Die Hochwasserkatastrophe in Rheinland-Pfalz hatte für Privatleute und Unternehmen verheerende Folgen – und vernichtete IT-Infrastrukturen und damit Datenspeicher.
Die Hochwasserkatastrophe in Rheinland-Pfalz hatte für Privatleute und Unternehmen verheerende Folgen – und vernichtete IT-Infrastrukturen und damit Datenspeicher.
(Bild: Christian - stock.adobe.com)

In Zeiten, in denen IT-Sicherheit immer wichtiger und komplexer wird, ist auch Cyber-Resilienz ein viel diskutiertes Thema. Es beschreibt die Fähigkeit eines Unternehmens, die IT-Infrastruktur trotz unerwünschter Ereignisse oder Störungen aufrechtzuerhalten. Wie können Daten nach einer solchen Naturkatastrophe gerettet werden? Welche Rolle spielt die Rettung von Daten für die Cyber-Resilienz, und was können gerade kleine und weniger IT-affine Unternehmen tun, um eine widerstandsfähige IT-Strategie aufzubauen?

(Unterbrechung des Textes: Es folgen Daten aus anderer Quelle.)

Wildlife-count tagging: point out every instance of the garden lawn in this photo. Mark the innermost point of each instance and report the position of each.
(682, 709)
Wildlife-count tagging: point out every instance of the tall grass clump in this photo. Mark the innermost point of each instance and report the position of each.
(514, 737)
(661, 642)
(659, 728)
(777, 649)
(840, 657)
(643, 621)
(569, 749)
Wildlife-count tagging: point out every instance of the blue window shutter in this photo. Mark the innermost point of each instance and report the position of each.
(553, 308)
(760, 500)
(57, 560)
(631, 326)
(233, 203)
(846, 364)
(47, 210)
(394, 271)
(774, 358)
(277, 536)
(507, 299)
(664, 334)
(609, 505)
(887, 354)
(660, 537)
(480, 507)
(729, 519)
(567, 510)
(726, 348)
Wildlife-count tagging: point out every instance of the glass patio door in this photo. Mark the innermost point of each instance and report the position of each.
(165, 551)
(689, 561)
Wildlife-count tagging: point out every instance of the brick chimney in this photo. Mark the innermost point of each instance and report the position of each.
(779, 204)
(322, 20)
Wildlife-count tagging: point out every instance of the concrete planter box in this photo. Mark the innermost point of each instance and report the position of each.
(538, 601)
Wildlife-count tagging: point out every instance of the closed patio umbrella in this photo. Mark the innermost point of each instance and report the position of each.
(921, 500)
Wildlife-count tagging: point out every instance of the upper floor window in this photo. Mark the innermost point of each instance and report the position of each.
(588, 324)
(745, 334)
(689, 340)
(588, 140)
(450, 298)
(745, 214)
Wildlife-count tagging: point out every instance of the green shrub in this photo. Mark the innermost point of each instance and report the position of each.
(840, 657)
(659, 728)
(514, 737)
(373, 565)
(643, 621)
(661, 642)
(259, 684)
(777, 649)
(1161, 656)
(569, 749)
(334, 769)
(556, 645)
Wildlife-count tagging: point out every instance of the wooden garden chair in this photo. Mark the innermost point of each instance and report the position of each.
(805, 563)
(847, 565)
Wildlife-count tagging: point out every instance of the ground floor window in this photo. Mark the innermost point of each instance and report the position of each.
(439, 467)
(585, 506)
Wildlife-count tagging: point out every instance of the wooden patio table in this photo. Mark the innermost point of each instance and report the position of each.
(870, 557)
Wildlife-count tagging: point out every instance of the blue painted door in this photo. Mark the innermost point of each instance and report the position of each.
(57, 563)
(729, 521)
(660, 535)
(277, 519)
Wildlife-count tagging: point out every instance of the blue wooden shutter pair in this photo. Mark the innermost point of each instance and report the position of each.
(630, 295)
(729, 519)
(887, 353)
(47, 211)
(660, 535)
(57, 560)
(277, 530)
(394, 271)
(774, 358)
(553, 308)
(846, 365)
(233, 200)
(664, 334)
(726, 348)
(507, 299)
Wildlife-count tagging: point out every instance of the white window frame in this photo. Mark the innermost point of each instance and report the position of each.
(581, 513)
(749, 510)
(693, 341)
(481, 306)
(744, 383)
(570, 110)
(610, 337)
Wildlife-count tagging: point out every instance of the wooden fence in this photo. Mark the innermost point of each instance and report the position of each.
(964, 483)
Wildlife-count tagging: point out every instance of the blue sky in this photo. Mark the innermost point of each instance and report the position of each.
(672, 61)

Eine Naturkatastrophe vernichtet digitale Daten

Als im Sommer 2021 eine Flutwelle durch den Landkreis Ahrweiler und angrenzende Regionen rollt, ist der Schaden immens. Die bestehende Infrastruktur wird in Teilen der Region komplett zerstört. Betroffen sind neben unzähligen Privatpersonen und vielen Unternehmen auch ein Hotel und ein Steinmetzbetrieb.

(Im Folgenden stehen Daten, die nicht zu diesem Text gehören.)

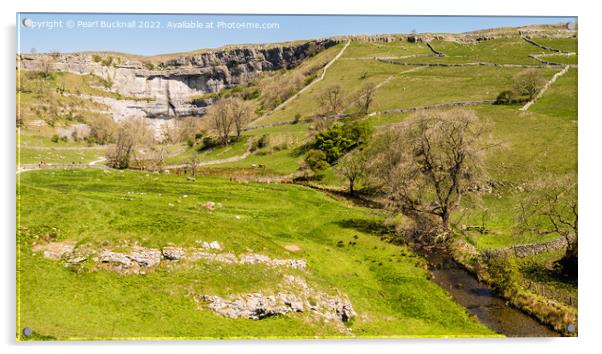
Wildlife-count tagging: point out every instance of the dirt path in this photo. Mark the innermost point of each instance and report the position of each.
(65, 148)
(318, 79)
(545, 87)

Nach der Flut und den damit verbundenen Wasserschäden an den Geräten vieler Unternehmen liegen die Prioritäten – insbesondere zu Beginn – auf anderen Dingen, als sich um die Sicherung der geschäftlichen Daten zu kümmern. So machten Geschichten über Plünderungen die Runde, und der durch die Flut herbeigeführte Schlamm musste aus den Häusern gebracht werden.

Welches Ausmaß ein möglicher Verlust der Daten für Unternehmen haben kann, ist besonders den wenig IT-affinen Unternehmen nicht sofort klar. Die offensichtlichen Verluste von Menschen, Maschinen und Material stehen zunächst im Vordergrund. Dokumente wie Kundenlisten, Rechnungen und Produktskizzen erscheinen im ersten Augenblick der Katastrophe nicht wichtig. In Anbetracht der traumatischen Erlebnisse absolut verständlich: Viele Betroffene empfinden Ohnmacht und müssen die Geschehnisse erst einmal verarbeiten.

Handlungsfähig in drei Schritten

Um wieder auf die Beine zu kommen, müssen die Geschäfte aber schnell den Betrieb aufnehmen. Wie geht man in einem solchen Fall vor? Wie können Unternehmen trotz des Ausfalls der kompletten technischen Infrastruktur und einer kaum vorhandenen Datensicherung wieder handlungsfähig gemacht werden?

Im Fall von zwei Unternehmen aus dem Kreis Ahrweiler konnte dies trotz der schlechten Ausgangssituation durch drei Schritte erreicht werden:

1. Einen kühlen Kopf bewahren: Sichtung und Bestandsaufnahme

Pragmatismus und Anpacken sind in solchen Situationen gefragt; so wurden die mit Schlamm bedeckten Rechner per Schubkarre abtransportiert. Im nächsten Schritt wurde die Hardware geordnet, gesäubert und die Rechnertechnik ausgebaut.

Auf Basis der Funde konnten die Daten dokumentiert und den einzelnen Arbeitsschritten zugeordnet werden. Dadurch entstand wiederum eine Liste mit möglichen Datenquellen.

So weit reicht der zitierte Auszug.